Although all patients were included in the safety and toxicity analysis, only patients completing at least 8 weeks of AT-101 were considered evaluable (protocol-defined) for the treatment outcome assessment (disease progression prior to week 8 of treatment was counted as a treatment failure). The primary indicator of drug activity was the PSA response rate, defined as a ≥ 50% decrease in PSA from baseline, confirmed by a repeat value 4 weeks later (PSA Working Group Criteria 1). Patients may not have any evidence for clinical or radiographical progression during that time period. PSA progression was defined as a ≥ 25% increase from nadir, confirmed by a second value, with an absolute increase in PSA of at least 5 ng/mL. The radiologic response rate assessment used RECIST, and defined a complete response (CR) as the disappearance of all known disease during two observations at least 4 weeks apart, during which no new lesions develop. For patients with bone only disease, normalization of the bone scan was required. A partial response (PR) was defined as ≥ 30% decrease in sum of the greatest perpendicular tumor diameters of all measurable disease documented for ≥ 4 weeks. No new lesions or increased size of any existing lesion was allowed. Progressive disease included any unequivocal increase ≥ 20% in the size of any existing lesion, or the appearance of any new lesion. Stable disease (SD) was any other condition not met by the criteria outlined in CR, PR, or progression.

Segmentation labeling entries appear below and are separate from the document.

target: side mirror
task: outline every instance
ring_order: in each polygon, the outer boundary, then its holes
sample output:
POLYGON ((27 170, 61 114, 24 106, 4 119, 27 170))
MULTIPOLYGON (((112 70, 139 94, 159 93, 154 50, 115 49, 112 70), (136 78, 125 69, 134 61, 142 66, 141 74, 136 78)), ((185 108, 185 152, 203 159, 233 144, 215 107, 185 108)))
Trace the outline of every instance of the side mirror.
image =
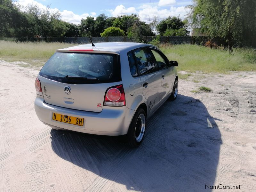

The statistical analyses used SAS Version 8 or higher, and continuous variables were summarized with sample size, mean, standard deviation, median, and range values. Time-to-event parameters were summarized using Kaplan-Meier methods. The Phase II portion of the study used PSA response as the primary indicator of efficacy. Sample size was determined assuming that with a null hypothesis of 0.05, that the binomial probability of observing 4 or more responses is 0.019. With a response rate of 25% being of interest, 21 patients were required to achieve an estimate of power to detect 4 or more responses of 0.808. Days to response, duration of response, and time to progression were calculated from the start of therapy. Pretreatment rate of PSA progression was calculated using PSA values prior to, and including, day 1 of AT-101 treatment.